Or, cette situation aurait pu être prévenue, selon le président du conseil d’administration de l’Institut sur la gouvernance, Yvan Allaire.

Il estime que des gens issus du milieu des affaires ou de la finance ont leur place en politique. Ils doivent toutefois comprendre avant de faire le saut qu’ils doivent éviter les conflits d’intérêts ou l’apparence de conflit d’intérêts en demeurant investisseurs.

« Si on pense qu’on serait intéressé à faire de la politique, il faut immédiatement se poser la question : qu’est-ce que je fais avec tous ces placements que j’ai et qui poseraient problème si j’étais dans un parti qui gagnait l’élection et que je me retrouvais ministre ? » a-t-il indiqué.

Il croit que la Coalition avenir Québec aurait dû se poser cette question très tôt dans le processus de recrutement de M. Fitzgibbon et il s’étonne que les politiciens d’expérience au sein du parti n’y aient pas songé.

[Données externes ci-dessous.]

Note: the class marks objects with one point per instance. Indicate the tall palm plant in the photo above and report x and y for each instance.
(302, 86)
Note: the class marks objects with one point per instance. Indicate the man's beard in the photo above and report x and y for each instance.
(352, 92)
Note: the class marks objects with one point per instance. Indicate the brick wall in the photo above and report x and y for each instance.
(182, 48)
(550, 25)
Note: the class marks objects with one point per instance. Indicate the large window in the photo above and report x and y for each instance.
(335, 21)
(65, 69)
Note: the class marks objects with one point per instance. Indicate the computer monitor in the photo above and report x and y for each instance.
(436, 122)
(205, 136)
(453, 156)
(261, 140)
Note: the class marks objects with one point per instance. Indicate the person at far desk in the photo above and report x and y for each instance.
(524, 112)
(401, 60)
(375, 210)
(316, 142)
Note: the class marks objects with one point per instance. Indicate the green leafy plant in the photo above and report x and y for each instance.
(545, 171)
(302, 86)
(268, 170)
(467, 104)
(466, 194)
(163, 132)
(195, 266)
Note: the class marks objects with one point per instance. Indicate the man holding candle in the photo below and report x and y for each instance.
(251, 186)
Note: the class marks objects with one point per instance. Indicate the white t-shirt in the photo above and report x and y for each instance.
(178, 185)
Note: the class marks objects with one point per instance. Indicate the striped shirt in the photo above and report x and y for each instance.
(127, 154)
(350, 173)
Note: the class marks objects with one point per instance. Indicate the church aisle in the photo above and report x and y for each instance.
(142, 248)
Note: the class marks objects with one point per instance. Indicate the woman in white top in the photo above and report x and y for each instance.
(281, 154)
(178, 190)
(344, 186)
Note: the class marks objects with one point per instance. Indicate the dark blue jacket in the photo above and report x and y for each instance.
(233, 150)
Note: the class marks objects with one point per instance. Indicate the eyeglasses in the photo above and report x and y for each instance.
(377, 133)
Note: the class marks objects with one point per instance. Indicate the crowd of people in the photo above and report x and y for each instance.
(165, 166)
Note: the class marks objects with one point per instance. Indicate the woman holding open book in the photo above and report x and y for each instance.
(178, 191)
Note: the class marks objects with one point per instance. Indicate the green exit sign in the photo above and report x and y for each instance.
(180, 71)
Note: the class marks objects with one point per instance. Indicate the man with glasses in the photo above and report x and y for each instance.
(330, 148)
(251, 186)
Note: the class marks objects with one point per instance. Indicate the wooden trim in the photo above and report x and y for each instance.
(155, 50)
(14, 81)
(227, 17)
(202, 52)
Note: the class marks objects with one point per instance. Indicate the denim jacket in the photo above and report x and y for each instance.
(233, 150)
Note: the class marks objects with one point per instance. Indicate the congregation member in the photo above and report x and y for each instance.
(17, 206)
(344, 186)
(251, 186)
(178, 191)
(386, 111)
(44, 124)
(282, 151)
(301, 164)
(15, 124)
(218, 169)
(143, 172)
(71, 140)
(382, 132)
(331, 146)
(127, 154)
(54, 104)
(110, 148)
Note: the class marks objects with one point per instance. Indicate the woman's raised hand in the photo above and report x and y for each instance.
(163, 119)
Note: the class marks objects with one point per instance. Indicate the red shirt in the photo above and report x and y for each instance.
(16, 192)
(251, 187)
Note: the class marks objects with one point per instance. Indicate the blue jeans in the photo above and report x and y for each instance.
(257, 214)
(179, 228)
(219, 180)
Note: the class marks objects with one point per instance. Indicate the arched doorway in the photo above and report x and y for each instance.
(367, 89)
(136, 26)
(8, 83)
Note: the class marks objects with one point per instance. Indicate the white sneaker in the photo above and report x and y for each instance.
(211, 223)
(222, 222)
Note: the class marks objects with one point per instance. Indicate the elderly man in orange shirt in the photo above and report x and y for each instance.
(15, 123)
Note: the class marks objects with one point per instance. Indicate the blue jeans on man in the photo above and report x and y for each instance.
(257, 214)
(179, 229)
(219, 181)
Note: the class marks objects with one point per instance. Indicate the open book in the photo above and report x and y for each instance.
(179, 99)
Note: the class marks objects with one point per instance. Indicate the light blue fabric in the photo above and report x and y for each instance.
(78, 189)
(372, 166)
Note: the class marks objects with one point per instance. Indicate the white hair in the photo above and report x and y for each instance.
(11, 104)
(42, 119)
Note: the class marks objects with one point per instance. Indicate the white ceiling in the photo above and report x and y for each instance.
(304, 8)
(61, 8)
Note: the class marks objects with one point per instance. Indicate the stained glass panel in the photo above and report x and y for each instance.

« Regardez le premier ministre lui-même, M. Legault, a donné comme exemple M. Allaire. Il y a longtemps qu’il est en politique et il a su que ce serait un problème, alors qu’est-ce qu’il a fait ? Tous ses avoirs, il les a mis en obligations du Québec. Alors là, il n’y a aucun problème. Tout son argent est dans un seul placement qui ne pose aucun problème. »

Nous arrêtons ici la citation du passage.